The best diagnostic tool to differentiate LMs from cystic lesions of the neck is magnetic
resonance imaging, but USG can usually confirm and differentiate cystic LM from other
cystic lesion.[[7]]
LMs are benign lesions but warrant urgent attention because of its potential complications
such as intralesional bleeding and infections. In the present series, three patients
had features of secondary infection at the time of the first presentation, but all
responded to the conservative treatment.
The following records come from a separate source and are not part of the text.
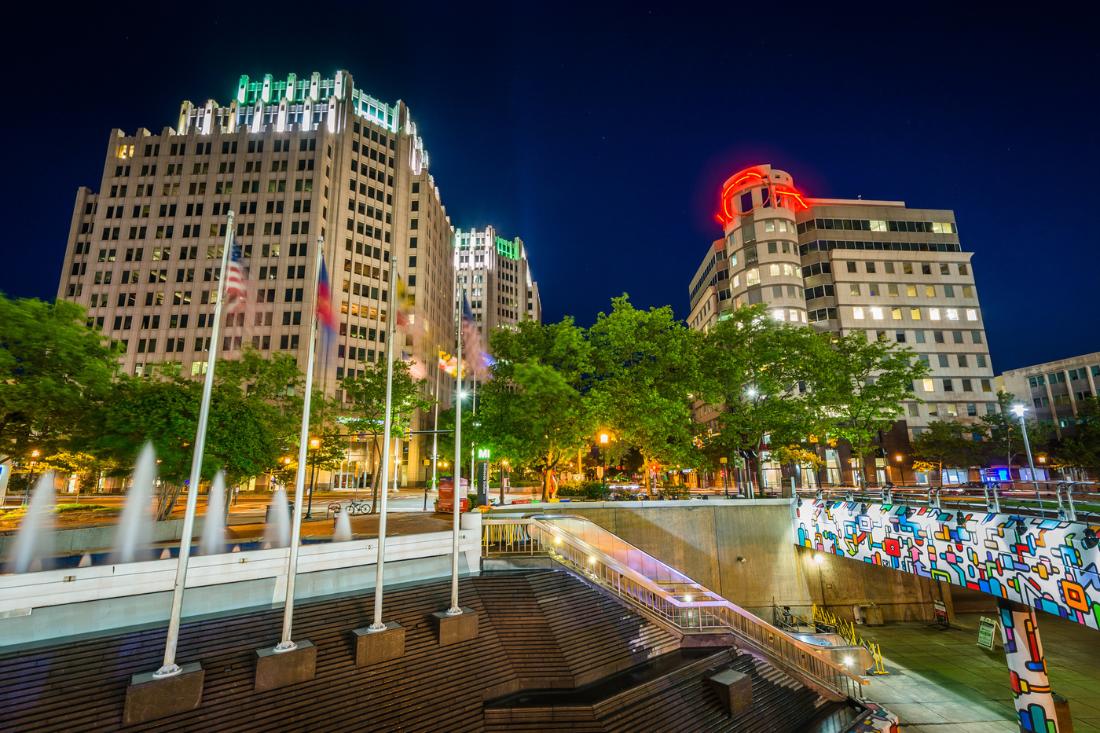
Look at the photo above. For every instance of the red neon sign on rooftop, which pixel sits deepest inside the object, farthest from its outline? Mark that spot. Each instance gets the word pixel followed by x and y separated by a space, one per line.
pixel 778 193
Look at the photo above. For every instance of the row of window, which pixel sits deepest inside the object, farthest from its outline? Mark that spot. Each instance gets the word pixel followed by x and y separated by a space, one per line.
pixel 829 244
pixel 879 225
pixel 877 313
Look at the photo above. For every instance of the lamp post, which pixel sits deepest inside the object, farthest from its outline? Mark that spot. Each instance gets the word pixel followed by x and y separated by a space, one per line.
pixel 1019 411
pixel 314 445
pixel 30 476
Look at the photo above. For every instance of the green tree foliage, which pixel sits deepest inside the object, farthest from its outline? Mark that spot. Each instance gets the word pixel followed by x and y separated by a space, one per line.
pixel 646 375
pixel 1080 448
pixel 536 418
pixel 535 411
pixel 946 442
pixel 763 376
pixel 54 371
pixel 865 383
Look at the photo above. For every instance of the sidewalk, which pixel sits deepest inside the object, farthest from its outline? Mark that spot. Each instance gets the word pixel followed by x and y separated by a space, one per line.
pixel 942 680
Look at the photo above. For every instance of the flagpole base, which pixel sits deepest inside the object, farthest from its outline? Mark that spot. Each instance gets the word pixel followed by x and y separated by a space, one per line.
pixel 455 627
pixel 150 697
pixel 376 645
pixel 282 668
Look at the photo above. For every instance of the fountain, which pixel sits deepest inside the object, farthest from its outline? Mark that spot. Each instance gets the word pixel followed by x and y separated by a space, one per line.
pixel 342 533
pixel 213 527
pixel 135 525
pixel 277 533
pixel 33 542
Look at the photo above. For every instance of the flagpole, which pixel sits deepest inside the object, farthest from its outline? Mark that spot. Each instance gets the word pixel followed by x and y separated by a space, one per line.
pixel 435 440
pixel 457 503
pixel 473 416
pixel 169 668
pixel 292 565
pixel 380 562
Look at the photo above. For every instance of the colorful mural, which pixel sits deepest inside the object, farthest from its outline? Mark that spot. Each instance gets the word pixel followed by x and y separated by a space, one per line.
pixel 1042 564
pixel 1031 689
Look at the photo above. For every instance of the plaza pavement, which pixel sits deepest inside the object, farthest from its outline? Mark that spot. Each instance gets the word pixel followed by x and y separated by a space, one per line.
pixel 942 681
Another reason for sudden enlargement of
the lesion is spontaneous bleeding, which usually responds to conservative management
but may need emergency surgery.[[8]
[9]] In the present series, only one patient presented with spontaneous bleeding and
was managed conservatively. None of our patients presented with post-procedural infection
although one presented with intralesional bleeding after the procedure. This patient
was initially managed conservatively but developed a subcutaneous fibrotic mass which
required surgical excision. Surgical excision of post-sclerotherapy lesion is difficult
due to dense adhesion between residual cyst and neighbouring tissue, leading to loss
of tissue plane.
Surgical excision is the standard treatment for LM; however, due to the proximity
of the lesion with nerve and important vessels, sometimes, complete excision is not
possible which may lead to recurrence. The recurrence rate after surgery may be as
high as 27% in some series with a mortality of around 2%.[[2]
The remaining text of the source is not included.